# C++ Grafikprogrammierung - gutes Tutorial gesucht



## m0rb (2. April 2007)

Hallo zusammen,

bin auf der Suche nach einem guten Tutorial zur Grafikprogrammierung mit C++ (auf Basis der MFC).
Bin jetzt schon ne Stunde am Googeln, aber hab nix wirklich sinnvolles gefunden.
Bin in C++ relativ fit, also muss das Tutorial nicht absolut bei Null anfangen.

Ich hoffe, ihr habt da was für mich  

Gruß
Flo


----------



## cille (2. April 2007)

Vielleicht hilft Dir diese Liste ein wenig weiter:
KLICK MICH ICH BIN EINE KLEINE LISTE

[EDIT]
Ansonsten würde ich dir Borlend vorschlagen, der hat eine Integriertes image scripting.
Habe leider erst angefangen das zu lernen, daher kann ich auch net so viel helfen


----------



## MCoder (2. April 2007)

Für zeitgemäße Grafikprogrammierung ist die MFC die schlechteste Wahl, da sie nur rudimentäre Wrapperklassen für's GDI (die Windows-Grafik-API) bereitstellt.

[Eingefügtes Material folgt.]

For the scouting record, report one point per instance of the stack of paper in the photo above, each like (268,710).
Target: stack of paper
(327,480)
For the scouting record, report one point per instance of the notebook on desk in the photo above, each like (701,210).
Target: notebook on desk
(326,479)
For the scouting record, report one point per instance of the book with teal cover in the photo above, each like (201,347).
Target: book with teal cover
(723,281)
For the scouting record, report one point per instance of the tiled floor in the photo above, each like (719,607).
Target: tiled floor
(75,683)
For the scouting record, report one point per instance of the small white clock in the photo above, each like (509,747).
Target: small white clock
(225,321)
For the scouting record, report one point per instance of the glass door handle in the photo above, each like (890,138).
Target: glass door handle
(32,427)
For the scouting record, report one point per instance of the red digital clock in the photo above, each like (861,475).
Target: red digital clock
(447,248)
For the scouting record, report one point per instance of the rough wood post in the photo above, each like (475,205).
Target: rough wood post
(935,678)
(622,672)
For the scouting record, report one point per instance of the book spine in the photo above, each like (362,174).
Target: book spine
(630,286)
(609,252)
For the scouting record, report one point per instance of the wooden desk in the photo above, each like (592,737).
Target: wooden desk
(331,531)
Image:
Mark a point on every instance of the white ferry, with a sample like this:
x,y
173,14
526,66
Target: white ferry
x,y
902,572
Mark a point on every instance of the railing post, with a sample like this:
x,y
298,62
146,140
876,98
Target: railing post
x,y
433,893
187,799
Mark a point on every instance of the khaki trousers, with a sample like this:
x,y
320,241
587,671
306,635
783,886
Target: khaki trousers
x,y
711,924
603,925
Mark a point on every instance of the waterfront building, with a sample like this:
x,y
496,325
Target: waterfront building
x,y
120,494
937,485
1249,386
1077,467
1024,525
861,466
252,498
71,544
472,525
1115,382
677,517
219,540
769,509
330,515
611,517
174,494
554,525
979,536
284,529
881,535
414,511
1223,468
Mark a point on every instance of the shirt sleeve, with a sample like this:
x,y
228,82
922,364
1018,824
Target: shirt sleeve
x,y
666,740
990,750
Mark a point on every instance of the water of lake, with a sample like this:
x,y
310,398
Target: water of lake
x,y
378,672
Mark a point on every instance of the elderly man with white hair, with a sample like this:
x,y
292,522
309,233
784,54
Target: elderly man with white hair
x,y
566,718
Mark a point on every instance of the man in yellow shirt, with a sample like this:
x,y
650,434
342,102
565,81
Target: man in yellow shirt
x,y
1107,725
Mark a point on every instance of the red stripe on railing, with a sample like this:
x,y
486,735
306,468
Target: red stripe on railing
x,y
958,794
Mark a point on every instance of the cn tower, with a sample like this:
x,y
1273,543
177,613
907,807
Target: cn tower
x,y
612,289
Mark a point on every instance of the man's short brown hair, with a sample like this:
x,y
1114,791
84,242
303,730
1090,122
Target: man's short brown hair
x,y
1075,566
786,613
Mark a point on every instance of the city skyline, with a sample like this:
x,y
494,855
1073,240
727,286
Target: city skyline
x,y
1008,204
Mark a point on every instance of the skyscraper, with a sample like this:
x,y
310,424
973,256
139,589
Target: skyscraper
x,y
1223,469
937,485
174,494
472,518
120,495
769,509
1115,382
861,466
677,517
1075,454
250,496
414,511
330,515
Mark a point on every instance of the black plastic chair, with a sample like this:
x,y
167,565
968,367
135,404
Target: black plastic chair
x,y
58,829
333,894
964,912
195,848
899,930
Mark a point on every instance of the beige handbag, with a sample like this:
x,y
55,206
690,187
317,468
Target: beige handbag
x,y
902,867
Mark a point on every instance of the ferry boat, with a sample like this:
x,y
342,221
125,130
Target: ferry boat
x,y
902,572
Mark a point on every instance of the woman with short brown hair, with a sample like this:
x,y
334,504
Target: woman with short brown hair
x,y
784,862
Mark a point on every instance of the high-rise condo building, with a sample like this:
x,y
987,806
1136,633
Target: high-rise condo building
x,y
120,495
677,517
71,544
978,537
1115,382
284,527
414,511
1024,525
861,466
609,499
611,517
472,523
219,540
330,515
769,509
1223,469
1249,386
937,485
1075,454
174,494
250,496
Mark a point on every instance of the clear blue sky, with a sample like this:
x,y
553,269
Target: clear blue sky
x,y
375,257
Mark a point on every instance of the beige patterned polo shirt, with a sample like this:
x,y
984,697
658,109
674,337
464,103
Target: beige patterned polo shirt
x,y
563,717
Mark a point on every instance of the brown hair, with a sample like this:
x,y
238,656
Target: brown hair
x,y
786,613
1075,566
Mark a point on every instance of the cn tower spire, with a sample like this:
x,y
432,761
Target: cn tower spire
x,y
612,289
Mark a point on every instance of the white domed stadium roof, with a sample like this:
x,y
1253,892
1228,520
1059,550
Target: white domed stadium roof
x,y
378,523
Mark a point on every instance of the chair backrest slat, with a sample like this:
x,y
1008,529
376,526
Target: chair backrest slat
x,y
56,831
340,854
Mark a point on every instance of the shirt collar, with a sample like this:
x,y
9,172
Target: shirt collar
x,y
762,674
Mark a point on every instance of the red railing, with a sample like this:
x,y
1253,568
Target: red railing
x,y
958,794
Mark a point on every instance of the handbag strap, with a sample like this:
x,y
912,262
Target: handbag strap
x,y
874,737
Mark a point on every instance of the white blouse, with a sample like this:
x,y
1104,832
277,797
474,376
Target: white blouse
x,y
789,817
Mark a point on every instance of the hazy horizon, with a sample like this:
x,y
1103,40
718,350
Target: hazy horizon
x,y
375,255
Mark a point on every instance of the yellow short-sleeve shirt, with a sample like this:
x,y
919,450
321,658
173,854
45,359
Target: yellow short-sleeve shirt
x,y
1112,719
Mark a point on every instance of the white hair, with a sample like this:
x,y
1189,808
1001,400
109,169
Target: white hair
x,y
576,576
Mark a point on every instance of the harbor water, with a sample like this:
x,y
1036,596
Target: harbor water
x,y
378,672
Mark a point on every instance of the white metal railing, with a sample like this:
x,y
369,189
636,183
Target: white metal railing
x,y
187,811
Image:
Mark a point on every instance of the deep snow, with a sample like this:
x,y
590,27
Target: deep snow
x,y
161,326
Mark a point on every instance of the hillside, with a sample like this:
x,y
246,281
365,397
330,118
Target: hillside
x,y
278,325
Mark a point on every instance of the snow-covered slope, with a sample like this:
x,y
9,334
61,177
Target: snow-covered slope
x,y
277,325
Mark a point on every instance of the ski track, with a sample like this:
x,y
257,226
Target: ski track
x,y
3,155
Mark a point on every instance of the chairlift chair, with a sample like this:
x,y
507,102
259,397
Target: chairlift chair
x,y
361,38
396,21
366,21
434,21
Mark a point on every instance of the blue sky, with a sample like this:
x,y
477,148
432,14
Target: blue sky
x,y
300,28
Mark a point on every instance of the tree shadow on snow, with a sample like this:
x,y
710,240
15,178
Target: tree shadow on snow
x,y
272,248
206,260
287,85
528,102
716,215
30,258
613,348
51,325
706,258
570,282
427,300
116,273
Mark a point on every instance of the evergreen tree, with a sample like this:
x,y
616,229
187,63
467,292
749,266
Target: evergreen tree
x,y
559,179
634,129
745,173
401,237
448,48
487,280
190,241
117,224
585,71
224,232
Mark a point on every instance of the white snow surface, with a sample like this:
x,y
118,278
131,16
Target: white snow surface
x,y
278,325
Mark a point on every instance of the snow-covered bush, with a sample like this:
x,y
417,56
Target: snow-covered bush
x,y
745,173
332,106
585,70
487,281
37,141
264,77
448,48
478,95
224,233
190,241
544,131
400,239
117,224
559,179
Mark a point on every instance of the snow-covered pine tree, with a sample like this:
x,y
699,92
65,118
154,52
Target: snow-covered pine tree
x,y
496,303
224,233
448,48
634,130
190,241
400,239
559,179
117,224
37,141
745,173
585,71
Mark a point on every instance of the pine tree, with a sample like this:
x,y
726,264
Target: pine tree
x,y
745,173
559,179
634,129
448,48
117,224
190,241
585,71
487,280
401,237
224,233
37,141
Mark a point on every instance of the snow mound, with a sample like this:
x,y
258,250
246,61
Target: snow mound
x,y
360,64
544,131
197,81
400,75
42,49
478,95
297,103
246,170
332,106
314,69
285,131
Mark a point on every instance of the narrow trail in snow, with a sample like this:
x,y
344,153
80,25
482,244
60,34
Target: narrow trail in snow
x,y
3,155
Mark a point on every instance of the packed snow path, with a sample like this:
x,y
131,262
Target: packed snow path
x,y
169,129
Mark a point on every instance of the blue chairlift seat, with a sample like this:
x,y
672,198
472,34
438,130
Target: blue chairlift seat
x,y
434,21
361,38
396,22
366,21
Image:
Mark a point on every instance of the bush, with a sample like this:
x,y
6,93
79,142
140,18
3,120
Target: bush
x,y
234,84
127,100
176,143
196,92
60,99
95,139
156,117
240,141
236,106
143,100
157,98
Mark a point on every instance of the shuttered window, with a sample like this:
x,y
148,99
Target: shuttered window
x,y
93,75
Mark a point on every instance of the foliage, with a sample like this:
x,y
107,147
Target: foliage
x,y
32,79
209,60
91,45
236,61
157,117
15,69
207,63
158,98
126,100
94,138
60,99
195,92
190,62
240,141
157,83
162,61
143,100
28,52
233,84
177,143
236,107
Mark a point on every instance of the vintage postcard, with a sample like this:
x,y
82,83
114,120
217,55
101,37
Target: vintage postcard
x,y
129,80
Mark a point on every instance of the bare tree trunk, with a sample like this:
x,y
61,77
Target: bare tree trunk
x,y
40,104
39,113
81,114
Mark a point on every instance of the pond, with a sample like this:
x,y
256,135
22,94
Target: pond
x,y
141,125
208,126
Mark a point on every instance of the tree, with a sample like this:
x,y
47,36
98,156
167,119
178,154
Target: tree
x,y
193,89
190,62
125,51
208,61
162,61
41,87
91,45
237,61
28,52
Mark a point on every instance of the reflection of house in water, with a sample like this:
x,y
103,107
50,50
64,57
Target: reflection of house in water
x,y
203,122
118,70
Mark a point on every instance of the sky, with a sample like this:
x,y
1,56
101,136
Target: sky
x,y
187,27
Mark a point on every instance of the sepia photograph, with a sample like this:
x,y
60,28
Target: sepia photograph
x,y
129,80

Für einfache (2D) Grafikprogrammierung ist GDI+ empfehlenswert. GDI+ wird zwar nicht direkt von der MFC unterstützt, läßt sich aber relativ problemlos in C++ - Projekte (egal ob mit oder ohne MFC) integrieren. Alternativ wäre auch die Verwendung der .NET-Klassenbibliothek denkbar, die GDI+ verwendet und in Projekten mit sog. Managed C++ oder aber C# (u.ä.) zugänglich ist.
Für anspruchvollere Aufgaben (3D) käme dann  DirektX oder OpenGL infrage.
Empfehlungen für Tutorials habe ich zwar keine, aber vielleicht helfen dir einige der genannten Begriffe, um eine erfolgreichere Suche durchführen zu können.

Gruß
MCoder


----------